Kebanyakan penelitian tentang kelahiran prematur yang meneliti metilasi
DNA menggunakan darah karena aksesibilitasnya. Sebagai contoh, sebuah studi
menggunakan darah meneliti hubungan antara metilasi DNA dari gen tercetak dan kedua
kelahiran prematur dan status infeksi. Evaluasi menyeluruh di Afrika dan Amerika oleh
Parets dan rekannya mengidentifikasi ribuan situs CpG seluruh genom yang berhubungan
dengan PTB dengan gen terkait. Penelitian yang dilakukan oleh Parets dkk juga
mengidentifikasi banyak situs CpG yang berkaitan dengan PTB dan dengan usia kehamilan

kelahiran. Replikasi mengidentifikasikan perbedaan yang paling kuat dan penting yang dapat
ditargetkan untuk terapi. Sedangkan sebuah studi yang dilakukan oleh Burris dan koleganya
menguji metilasi LINE-1 dan menemukan bahwa ternyata lebih termetilasi di dalam darah
ibu pada awal kehamilan (Burris et al, 2012). Mereka juga melaporkan bahwa LINE-1 yang
lebih rendah tingkat metilasi pada awal kehamilan dikaitkan dengan peningkatan risiko PPI
(Parets et al, 2014).
Analisis serum proteomik, yang terdiri dari pemisahan kromatografi diikuti oleh
massa spektrometri untuk mengidentifikasi peptida dan massa protein, dapat memberikan
inventarisasi luas peptida dan atau protein hadir pada waktu tertentu. Penggunaan analisis
proteomik untuk mengidentifikasi karakteristik molekuler fenotip wanita yang mengalami
partus prematur iminens atau infeksi telah dicoba di sekresi cairan dan serviks ketuban
(Esplin, 2011). Berdasarkan penelitian yang dilakukan oleh Esplin dkk (2011), perbedaan
proteomik terdapat di serum ibu beberapa minggu sebelum timbulnya gejala klinis pada
wanita sebelum terjadinya PPI (Esplin, 2011).

Dapus
Cruickshank M.N., Oshlack A., Theda C., Davis P.G., Martino D., et al. 2013. Analysis of
Epigenetic Changes in Survivors of Preterm Birth Reveals The Effect of Gestational
Age and Evidence For A Long Term Legacy. Genome Medicine 2013, 5:96. Australia:
Murdoch Childrens Research Institute.
Parets S.E., Bedient C.E., Menon R., Smith A.K. 2014. Preterm Birth and Its Long-Term
Effects: Methylation to Mechanisms.
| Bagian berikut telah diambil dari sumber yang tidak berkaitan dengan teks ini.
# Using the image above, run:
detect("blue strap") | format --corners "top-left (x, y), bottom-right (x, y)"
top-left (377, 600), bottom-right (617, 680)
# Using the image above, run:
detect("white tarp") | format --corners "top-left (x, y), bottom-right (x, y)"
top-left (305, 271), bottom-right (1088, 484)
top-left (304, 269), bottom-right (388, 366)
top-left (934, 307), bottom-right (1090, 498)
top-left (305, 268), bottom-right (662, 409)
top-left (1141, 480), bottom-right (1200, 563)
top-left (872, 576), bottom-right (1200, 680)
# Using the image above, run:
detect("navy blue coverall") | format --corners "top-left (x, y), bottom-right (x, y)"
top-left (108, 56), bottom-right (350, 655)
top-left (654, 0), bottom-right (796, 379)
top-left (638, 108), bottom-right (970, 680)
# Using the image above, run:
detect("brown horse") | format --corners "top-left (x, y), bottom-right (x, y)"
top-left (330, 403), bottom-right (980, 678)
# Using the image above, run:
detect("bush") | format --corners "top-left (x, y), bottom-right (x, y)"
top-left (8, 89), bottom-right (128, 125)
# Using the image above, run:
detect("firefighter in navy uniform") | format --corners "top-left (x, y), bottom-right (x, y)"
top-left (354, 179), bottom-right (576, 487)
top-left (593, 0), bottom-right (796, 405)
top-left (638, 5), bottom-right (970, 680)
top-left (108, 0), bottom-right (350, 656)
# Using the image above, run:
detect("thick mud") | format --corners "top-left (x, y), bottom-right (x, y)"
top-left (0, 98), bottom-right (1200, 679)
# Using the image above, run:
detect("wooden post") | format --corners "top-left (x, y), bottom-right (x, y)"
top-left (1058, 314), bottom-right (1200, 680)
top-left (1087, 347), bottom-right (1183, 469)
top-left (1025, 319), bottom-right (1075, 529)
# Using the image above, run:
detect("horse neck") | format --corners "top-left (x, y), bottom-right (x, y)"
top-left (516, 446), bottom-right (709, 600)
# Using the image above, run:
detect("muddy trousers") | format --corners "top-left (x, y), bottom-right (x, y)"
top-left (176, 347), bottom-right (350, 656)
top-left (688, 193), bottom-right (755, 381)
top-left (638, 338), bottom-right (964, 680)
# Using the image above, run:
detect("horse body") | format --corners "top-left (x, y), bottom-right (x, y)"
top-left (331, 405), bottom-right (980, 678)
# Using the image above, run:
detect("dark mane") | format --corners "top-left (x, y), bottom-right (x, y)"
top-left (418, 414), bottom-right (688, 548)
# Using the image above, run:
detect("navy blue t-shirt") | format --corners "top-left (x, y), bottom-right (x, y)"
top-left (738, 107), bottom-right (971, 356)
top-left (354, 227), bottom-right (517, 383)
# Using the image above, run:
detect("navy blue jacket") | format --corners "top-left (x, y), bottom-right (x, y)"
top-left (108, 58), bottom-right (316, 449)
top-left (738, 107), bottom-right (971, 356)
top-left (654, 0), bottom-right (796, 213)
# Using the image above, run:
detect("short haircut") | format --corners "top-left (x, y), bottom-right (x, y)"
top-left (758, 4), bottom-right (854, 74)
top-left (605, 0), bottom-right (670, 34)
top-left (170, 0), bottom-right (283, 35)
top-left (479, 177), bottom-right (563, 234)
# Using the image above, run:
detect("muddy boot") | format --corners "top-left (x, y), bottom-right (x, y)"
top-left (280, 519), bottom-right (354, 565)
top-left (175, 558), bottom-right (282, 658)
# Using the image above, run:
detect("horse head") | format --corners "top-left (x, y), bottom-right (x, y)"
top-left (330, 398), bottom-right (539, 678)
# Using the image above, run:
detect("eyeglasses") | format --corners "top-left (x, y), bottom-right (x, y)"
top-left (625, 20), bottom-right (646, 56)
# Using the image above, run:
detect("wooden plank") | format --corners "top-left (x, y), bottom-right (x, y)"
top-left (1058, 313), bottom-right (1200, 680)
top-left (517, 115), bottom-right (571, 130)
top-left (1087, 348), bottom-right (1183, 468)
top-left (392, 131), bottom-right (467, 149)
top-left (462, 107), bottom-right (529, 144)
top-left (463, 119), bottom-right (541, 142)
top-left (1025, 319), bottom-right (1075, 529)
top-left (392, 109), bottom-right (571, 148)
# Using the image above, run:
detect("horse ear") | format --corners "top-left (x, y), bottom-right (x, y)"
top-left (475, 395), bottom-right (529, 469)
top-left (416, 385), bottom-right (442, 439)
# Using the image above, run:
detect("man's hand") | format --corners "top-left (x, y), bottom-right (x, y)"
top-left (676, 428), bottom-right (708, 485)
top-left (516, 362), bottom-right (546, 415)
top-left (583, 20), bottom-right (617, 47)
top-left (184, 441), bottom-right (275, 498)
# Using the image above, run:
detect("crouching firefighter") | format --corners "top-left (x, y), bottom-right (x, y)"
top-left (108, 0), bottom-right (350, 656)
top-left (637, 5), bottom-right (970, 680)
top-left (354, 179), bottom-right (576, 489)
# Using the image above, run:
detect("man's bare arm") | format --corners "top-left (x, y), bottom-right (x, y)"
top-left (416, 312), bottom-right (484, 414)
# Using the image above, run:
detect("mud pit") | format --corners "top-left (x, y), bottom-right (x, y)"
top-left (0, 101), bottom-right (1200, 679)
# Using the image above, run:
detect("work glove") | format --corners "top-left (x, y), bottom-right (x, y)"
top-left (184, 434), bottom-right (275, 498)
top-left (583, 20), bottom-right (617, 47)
Biology 2014, 3, 498-513; doi:
10.3390/biology3030498
Esplin M.S., Merrel K., Goldenberg R., Lai Y., Iams J.D., et al. 2011. Proteomic
Identification of Serum Peptides Predicting Subsequent Spontaneous Preterm Birth. Am
J Obstet Gynecol 2011;204:391.e1-8. USA: National Institute of Child Health and
Human Development Maternal-Fetal Medicine
Burris, H.H.; Rifas-Shiman, S.L.; Baccarelli, A.; Tarantini, L.; Boeke, C.E.;
Kleinman, K.;Litonjua, A.A.; Rich-Edwards, J.W.; Gillman, M.W.
Associations of LINE-1 DNA methylation with preterm birth in a
prospective cohort study. J. Dev. Orig. Health Dis. 2012, 3, 173181.